Ein Abschluss ist über Nafi jedoch nicht möglich. Genau darum geht es aber bei Portalen wie Check24 oder Transparo. Sie erhalten eine Provision, die zwischen 60 und 100 Euro liegt, wenn ein Kunde über sie eine Police abschließt. Um die Akzeptanz zu erhöhen, listen Portale zwar auch Anbieter, mit denen sie keine Vertriebsvereinbarung haben. Oft aber ohne Preisangabe und ohne die Möglichkeit, direkt einen Vertrag abzuschließen. "Wir zeigen alle 96 am Markt befindlichen Versicherer in unserem Vergleich an", sagt ein Check24-Sprecher. Den Preis können Nutzer von 55 Anbietern sehen. Transparo hat mit 49 Anbietern eine Vertriebsvereinbarung.

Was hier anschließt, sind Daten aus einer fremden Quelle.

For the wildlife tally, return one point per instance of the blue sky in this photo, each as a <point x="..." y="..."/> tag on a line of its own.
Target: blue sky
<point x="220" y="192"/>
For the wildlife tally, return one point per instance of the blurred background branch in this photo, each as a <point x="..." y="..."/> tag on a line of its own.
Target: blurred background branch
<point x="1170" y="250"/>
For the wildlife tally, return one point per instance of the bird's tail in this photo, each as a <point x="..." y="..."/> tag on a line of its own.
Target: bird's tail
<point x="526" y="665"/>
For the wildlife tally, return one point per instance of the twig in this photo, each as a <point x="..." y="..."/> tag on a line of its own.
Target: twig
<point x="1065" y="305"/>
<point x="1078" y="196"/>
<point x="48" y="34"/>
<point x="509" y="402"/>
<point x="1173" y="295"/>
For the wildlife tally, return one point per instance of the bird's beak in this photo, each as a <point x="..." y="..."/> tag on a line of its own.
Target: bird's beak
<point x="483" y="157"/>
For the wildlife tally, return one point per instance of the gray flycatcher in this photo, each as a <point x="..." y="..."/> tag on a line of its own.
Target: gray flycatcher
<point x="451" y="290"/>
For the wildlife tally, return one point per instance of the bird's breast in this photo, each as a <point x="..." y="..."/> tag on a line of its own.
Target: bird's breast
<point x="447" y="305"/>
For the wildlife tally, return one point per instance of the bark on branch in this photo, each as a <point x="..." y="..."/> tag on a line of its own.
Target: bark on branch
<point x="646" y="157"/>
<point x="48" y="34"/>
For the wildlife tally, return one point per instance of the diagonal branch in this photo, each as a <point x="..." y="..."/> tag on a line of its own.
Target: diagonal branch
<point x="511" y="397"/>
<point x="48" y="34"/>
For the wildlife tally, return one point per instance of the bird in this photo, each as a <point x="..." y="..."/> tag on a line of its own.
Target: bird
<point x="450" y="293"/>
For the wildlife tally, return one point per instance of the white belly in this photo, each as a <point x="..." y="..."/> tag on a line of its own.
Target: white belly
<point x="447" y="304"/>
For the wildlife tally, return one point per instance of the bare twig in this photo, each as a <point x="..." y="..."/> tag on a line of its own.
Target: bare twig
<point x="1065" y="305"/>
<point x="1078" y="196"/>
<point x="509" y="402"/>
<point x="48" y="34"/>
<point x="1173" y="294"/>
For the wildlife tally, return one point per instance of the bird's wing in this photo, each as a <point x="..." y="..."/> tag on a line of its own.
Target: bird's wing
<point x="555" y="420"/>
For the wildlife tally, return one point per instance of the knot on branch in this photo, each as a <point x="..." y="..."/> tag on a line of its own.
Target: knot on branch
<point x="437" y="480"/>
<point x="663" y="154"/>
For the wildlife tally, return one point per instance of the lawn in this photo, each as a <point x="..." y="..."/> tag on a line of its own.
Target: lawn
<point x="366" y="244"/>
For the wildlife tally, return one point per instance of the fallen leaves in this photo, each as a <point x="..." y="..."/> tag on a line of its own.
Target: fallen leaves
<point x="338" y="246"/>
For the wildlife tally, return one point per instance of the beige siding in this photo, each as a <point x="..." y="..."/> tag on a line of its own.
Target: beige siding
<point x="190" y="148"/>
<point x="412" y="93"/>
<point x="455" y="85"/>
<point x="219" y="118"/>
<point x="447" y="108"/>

Zudem gibt es den Vorwurf, Portale würden wegen der Provisionen Angebote bevorzugen. "Unser Programm hat als einziges Sortierkriterium den Preis", sagt der Sprecher von Check24. Mit der "Tiefstpreisgarantie" verspricht Check24, dass es das Angebot nirgendwo billiger gibt. Auch Transparo gibt eine Tiefpreisgarantie. Ein Blick ins Impressum zeigt einen wichtigen Unterschied: Check24 ist als Makler registriert, Transparo als Mehrfachagent, also als Vertreter für mehrere Versicherer. Der Gesetzgeber definiert Makler als diejenigen, die im Interesse und Auftrag des Kunden tätig sind. Vertreter dagegen sind nur ihrem Unternehmen verpflichtet. Viele Versicherer betrachten die Portale mit Skepsis. Sie fürchten den Verlust ihres Markenwerts. VHV verkauft über Makler, ist aber in Portalen gelistet. "Wir sind für völlige Preis- und Leistungstransparenz", sagt Vertriebschef Jürgen Junker. Den Vertrag abschließen soll der Kunde aber nach seiner Auffassung besser beim Vermittler. "Der Makler berät den Kunden", sagt er. Außerdem sei es von Vorteil, wenn der Kunde im Schadenfall einen Ansprechpartner habe.
Informationen zu den Verträgen gibt es auch bei den Vergleichsportalen. Sie haben Hotlines, an denen Versicherungskaufleute sitzen.